It's been a little over two weeks since tearing my ACL again. Each day gets a bit better; it's not so much good days and bad days, but good and bad parts of each day. It took me 5 days to actually cry and two weeks for anger. After all of the training the last year building up to what I wanted to be an amazing physical year, it's pretty devastating and the timing sucks with our planned road trip starting October. If I could be wheeled into the operating room and be fine in 2 months, I'd jump at it. ACL surgery is mentally hard, really hard. It's at least 6 months of rehab waiting for the graft to strengthen and I had waited 9 months.
On any account I'm physically doing amazing. Just over two weeks and I barely have swelling and I'm still stronger than I was a year ago when I first got hurt. Getting myself into the gym is a double-edged sword. I want to climb and get really frustrated, but seeing people and having their support is also critical. I have to forget about the past and stay focused on what I can do now, which is strengthening my legs even more as much as I possibly can. Then take it step by step.
I've been blessed with support. A coworker sent me this cartoon (it's funnier now than it was two weeks ago), my best friend in Germany spent an hour on the phone with me, a climbing friend who also had 2 ACL tears shared her grief with me, I've talked with a PT friend who was incredulous, had dinner with another active climbing friend who's going through his own physical rehab, got encouragement from an older, wiser, and amazingly fit couple at the gym, and I got a really encouraging email from a friend who lives in Abu Dhabi now.
And not to mention Jeremy, who's been supporting me...every day. I can't say enough how much he's been through these couple weeks. He says it'll all be ok. I know he's right, but it's so hard to believe when I know I mentally can't trust my knee. Give it time, he says, it's only been a couple weeks. There's no use to worrying, he says, what's done is done and you have to stay positive. He somehow knows when I start thinking about it too much and I'll hear "it'll be ok, stop thinking."
I've been trying to find meaning through the anger and frustration. I was so diligent in rehab, worked so hard last year, and I don't take risks. Of all the times, why now right before this year? How could I have been weaker all those years before this and not have had a major injury? Why right after another, why couldn't I have enjoyed the road trip first before another injury? Was it really just a fluke, my body not taking well to the cadaver graft, or just a culmination of a weak graft and quad-to-hamstring imbalance (my quads are much stronger, which puts more strain on the ACL)?

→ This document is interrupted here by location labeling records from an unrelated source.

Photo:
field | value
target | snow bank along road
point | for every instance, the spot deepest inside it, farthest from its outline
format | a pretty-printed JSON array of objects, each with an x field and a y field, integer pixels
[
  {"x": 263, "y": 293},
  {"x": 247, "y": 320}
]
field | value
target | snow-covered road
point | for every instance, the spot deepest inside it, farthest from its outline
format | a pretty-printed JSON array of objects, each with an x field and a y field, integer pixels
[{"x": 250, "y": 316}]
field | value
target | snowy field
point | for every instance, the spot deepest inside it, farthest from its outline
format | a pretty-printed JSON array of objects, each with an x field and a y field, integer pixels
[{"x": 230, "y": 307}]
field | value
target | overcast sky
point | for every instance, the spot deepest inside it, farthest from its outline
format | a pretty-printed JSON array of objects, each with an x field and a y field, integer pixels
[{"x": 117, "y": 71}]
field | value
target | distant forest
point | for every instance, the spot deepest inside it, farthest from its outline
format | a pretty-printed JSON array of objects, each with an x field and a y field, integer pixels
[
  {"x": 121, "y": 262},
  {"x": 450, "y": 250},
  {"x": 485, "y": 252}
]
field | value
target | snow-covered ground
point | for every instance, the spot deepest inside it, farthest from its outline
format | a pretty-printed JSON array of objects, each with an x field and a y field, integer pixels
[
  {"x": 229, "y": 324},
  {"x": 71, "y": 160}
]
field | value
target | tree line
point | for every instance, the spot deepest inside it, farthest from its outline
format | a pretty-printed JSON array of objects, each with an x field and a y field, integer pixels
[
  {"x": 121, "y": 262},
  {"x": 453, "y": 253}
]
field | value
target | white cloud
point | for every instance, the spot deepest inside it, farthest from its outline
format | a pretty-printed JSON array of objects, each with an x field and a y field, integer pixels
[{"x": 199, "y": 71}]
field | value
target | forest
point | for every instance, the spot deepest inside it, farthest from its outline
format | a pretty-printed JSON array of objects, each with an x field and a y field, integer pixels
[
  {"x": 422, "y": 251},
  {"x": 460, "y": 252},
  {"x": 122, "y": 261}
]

I'm the ultimate student mentally and physically--I have to have a goal to gnaw on and see progress. I'm really trying to find something I can grasp to learn from out of this. Life deals blows that you can't ever plan for, and it could be worse. This will make me stronger and wiser. Learn to enjoy the process and moment rather than planning so much. This could've been a timebomb--better it tore now than while on the road. Maybe I have poor biomechanics that I can work on to avoid other injuries down the road. Learn to listen to your husband when he says it'll be ok.
It's still a huge pill to swallow a second time.